About Sea Kraits
- Sea Kraits are amphibious sea snakes of the genus ‘Laticauda’
- They are commonly known as banded sea snakes.
- They rely entirely on aquatic prey especially coral reefs.
- They have adapted to aquatic life with flattened paddle-like tail, salt-excreting glands, and enlarged lungs.
- Sea kraits retain an oviparous mode of reproduction. Thus they lay their eggs on land.
- They also mate, digest their prey, and shed their skins on land. However their terrestrial lives are mostly nocturnal.
- Sea kraits require fresh water on land and low salinity at sea.

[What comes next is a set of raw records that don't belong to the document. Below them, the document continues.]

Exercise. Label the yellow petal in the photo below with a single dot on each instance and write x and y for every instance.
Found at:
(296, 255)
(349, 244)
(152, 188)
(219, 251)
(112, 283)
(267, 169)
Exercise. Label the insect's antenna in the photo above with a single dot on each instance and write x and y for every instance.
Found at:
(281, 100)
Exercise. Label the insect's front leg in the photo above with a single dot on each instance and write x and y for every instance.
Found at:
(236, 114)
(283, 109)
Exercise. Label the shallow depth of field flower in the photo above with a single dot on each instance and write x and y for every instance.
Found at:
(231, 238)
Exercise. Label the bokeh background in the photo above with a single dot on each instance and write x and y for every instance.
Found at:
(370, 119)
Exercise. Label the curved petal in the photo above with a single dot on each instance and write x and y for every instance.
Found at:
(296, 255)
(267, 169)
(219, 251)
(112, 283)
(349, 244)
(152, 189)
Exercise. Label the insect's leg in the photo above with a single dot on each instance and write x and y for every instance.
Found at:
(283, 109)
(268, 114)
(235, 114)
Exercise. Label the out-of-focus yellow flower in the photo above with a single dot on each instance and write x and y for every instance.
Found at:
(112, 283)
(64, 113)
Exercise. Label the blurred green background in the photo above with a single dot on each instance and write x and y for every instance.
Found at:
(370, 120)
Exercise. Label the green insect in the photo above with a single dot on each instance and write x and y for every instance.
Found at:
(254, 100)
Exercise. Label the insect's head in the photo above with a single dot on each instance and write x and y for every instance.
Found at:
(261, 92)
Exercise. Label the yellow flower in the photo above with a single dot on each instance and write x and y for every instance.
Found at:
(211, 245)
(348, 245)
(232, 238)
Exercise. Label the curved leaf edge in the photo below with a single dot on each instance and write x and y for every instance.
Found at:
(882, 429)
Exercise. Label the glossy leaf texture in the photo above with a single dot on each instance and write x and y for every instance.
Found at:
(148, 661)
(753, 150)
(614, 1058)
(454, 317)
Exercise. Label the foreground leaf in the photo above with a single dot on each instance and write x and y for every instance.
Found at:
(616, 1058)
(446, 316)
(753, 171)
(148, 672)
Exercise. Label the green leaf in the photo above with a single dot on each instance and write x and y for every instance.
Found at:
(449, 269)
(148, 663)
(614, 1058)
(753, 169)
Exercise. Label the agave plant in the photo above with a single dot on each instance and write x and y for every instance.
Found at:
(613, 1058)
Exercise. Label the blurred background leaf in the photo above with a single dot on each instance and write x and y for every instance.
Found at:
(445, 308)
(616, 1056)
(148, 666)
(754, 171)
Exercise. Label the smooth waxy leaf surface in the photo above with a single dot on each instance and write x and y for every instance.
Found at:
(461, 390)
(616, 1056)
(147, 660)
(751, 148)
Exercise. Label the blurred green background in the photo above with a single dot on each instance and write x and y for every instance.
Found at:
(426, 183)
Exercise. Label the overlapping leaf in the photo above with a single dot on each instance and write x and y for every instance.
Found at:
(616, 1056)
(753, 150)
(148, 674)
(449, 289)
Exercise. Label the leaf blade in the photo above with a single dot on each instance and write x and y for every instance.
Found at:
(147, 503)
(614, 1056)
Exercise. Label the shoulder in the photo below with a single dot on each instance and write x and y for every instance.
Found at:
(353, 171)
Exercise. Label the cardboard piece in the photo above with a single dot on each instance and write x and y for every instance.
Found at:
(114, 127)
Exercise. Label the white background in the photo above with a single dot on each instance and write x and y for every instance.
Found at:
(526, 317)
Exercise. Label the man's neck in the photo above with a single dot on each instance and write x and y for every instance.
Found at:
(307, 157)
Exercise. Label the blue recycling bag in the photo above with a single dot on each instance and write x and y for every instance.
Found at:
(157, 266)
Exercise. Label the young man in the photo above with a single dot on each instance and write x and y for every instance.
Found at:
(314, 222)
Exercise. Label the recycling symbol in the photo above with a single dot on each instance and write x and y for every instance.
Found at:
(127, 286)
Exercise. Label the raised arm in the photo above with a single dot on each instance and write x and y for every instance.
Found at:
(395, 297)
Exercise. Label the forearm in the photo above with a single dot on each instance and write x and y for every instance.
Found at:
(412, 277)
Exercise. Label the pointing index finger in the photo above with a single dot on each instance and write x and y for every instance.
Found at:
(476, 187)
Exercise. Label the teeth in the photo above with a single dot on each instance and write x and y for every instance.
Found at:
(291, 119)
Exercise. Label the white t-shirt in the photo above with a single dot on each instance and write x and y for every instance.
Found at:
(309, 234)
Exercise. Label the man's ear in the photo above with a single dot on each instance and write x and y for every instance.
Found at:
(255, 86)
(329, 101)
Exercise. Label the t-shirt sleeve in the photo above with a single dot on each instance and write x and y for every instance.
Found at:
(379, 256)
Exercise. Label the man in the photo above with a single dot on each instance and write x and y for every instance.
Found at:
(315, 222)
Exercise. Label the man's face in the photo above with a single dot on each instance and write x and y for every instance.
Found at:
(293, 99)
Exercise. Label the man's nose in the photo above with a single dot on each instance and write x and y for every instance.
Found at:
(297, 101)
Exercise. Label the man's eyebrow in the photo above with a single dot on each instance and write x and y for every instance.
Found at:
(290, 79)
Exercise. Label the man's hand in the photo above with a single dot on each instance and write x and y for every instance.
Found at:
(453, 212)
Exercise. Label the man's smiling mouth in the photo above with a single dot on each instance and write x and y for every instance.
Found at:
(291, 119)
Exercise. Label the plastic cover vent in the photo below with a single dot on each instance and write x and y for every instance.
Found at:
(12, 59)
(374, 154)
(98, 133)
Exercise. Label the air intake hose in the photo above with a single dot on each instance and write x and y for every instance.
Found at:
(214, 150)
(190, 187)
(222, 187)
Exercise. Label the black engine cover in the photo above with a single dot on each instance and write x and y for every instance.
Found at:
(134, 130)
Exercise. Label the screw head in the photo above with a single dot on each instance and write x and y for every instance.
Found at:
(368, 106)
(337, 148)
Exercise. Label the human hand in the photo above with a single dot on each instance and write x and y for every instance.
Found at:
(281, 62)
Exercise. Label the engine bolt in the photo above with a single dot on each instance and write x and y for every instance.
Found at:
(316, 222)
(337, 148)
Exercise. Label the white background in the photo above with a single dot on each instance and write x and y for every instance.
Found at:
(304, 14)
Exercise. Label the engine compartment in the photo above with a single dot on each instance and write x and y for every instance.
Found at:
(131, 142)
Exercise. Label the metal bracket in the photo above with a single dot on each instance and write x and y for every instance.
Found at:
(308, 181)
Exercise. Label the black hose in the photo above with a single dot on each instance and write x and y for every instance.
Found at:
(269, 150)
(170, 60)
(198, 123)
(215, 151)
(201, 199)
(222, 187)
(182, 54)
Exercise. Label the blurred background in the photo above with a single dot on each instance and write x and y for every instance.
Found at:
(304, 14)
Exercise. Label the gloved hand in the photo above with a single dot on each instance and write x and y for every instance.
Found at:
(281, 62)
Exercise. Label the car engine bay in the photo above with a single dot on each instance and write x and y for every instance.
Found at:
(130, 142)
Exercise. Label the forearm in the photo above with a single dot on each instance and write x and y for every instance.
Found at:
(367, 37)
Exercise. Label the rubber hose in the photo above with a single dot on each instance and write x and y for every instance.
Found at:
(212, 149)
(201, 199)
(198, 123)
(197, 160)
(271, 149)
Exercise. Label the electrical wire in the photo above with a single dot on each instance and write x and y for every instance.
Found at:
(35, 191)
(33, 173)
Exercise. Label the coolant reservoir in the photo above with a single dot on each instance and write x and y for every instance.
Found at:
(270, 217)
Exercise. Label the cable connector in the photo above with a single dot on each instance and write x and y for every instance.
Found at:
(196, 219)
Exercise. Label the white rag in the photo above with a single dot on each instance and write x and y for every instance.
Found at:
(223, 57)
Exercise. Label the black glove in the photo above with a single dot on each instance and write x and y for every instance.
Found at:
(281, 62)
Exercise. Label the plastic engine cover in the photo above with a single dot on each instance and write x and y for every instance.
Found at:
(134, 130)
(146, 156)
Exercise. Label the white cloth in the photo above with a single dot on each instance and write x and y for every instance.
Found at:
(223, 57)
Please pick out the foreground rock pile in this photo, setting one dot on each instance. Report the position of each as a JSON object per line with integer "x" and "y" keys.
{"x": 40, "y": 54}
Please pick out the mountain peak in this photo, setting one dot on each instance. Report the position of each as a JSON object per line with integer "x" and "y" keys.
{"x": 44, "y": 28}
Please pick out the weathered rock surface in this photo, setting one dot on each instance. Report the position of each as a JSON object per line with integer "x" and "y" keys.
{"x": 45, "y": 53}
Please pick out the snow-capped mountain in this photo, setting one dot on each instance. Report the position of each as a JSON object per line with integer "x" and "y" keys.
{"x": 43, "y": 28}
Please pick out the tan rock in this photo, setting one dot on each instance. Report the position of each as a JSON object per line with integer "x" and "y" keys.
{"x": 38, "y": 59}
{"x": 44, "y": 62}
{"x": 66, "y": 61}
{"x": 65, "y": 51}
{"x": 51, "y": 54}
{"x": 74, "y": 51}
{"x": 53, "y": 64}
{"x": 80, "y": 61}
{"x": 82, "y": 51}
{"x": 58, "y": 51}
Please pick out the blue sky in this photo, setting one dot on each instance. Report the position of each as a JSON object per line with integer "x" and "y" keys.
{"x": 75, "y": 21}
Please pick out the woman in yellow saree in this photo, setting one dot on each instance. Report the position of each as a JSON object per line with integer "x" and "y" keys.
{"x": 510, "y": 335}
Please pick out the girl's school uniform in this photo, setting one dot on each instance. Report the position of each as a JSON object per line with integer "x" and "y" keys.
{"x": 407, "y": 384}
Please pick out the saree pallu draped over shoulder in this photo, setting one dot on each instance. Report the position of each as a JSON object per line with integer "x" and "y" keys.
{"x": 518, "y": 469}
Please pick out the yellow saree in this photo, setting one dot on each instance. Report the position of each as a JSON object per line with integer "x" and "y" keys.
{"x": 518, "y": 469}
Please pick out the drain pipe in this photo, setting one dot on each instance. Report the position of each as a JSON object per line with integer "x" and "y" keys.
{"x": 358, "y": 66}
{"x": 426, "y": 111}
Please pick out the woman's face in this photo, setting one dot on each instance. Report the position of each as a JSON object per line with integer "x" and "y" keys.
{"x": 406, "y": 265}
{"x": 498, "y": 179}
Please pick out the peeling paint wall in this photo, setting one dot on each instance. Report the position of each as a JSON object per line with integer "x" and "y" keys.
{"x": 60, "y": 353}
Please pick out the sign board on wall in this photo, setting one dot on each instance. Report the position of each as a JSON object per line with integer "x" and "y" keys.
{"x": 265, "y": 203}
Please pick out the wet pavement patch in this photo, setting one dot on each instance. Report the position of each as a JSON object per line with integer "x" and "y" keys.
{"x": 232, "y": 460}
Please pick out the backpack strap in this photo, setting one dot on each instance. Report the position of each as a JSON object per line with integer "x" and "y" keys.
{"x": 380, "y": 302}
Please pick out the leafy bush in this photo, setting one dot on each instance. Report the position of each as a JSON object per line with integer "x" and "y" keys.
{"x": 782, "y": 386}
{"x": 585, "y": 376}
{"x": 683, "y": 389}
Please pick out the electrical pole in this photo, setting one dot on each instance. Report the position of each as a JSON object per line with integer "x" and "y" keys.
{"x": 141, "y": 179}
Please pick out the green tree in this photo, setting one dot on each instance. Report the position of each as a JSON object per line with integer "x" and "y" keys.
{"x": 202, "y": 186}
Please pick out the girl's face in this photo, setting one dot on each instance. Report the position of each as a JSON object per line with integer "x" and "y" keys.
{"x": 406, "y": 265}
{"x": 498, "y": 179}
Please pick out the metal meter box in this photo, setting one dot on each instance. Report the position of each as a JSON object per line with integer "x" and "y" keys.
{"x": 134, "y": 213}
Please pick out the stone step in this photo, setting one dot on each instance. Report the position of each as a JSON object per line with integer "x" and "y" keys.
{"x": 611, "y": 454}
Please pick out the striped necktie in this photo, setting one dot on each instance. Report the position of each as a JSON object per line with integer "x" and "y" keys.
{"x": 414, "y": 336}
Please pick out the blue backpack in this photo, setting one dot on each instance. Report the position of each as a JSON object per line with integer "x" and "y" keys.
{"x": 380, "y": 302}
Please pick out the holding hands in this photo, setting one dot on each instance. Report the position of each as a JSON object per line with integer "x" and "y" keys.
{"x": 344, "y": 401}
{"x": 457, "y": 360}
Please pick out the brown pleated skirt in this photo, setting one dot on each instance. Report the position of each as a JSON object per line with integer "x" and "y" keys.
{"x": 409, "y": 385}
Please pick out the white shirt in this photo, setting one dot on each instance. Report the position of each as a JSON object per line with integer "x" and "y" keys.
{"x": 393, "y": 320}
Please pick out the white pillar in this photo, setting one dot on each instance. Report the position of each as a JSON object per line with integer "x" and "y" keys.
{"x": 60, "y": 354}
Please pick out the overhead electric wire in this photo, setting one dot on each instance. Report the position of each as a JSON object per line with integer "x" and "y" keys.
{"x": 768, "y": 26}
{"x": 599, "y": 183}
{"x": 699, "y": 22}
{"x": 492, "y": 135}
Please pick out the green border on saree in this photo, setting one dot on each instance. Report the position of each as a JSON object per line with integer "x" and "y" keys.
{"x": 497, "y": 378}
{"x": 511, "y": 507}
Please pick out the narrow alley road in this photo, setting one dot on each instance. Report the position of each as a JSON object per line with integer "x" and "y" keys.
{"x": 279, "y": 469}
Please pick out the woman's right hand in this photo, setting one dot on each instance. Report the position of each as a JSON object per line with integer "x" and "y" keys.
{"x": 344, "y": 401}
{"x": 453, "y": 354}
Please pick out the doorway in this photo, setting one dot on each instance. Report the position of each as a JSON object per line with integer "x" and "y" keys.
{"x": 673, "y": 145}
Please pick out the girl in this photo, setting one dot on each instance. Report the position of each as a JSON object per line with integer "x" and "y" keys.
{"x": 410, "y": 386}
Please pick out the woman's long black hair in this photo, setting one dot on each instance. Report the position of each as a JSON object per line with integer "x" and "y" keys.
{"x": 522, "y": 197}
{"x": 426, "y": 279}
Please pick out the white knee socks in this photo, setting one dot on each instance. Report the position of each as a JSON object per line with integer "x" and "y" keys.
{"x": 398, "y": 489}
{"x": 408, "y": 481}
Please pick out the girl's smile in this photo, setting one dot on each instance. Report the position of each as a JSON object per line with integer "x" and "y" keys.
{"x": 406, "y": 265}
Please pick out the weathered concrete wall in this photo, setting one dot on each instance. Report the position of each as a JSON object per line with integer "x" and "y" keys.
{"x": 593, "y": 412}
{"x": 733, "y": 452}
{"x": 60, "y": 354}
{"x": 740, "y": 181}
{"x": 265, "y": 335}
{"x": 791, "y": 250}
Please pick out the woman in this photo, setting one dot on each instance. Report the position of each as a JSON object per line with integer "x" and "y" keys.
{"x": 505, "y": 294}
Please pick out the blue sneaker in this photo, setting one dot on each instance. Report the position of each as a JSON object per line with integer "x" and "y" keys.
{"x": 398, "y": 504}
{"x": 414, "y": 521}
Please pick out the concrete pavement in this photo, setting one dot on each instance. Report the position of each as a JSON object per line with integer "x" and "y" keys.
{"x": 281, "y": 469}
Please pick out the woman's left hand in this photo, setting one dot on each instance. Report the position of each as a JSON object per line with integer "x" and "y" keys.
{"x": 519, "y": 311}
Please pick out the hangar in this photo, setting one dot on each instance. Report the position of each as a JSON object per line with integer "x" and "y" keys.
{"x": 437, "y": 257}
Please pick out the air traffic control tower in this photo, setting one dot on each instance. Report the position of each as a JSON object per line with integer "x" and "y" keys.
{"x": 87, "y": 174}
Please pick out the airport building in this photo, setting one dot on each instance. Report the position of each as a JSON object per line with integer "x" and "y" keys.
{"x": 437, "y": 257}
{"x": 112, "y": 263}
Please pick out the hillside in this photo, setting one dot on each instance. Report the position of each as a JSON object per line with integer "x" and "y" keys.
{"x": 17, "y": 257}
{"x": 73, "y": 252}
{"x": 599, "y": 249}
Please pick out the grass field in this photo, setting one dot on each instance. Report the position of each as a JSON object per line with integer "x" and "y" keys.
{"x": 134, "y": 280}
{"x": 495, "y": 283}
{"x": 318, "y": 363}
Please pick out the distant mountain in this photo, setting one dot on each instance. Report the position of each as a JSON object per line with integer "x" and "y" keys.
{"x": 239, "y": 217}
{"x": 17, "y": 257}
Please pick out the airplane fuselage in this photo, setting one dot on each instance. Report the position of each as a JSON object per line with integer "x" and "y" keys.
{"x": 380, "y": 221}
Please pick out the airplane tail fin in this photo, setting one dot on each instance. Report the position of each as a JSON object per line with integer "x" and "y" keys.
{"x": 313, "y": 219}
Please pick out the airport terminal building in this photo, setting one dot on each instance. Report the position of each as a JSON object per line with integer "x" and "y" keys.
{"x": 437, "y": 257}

- Sea kraits are widely distributed in the tropical and subtropical coastal waters of the eastern Indian Ocean, southeastern Asia, and archipelagoes of the western Pacific Ocean.
- Yellow-lipped Sea Krait and Blue-lipped Sea Krait have the largest range, extending throughout the southeastern Asian islands and seas.
- In the Andaman Islands, the yellow-lipped and the blue-lipped sea krait are known to occur throughout the archipelago.
Vulnerability to Anthropogenic activities
- Sea kraits restrict their terrestrial activities between 6:00 PM and 4:00 AM.
- During the day, they take shelter in the cool microclimatic conditions provided by the crevices of live and dead trees.
- Further they use the slopes of sandy beaches to move from the sea to uprooted trees dispersed along the intertidal zone.
- Sea kraits are known to exhibit positive phototaxis on land at night. (simply means they move in search of light at night).
- This makes them vulnerable to anthropogenic activities.
- Legal protection to sandy beaches
- Ban on certain activities including sand mining and tourism.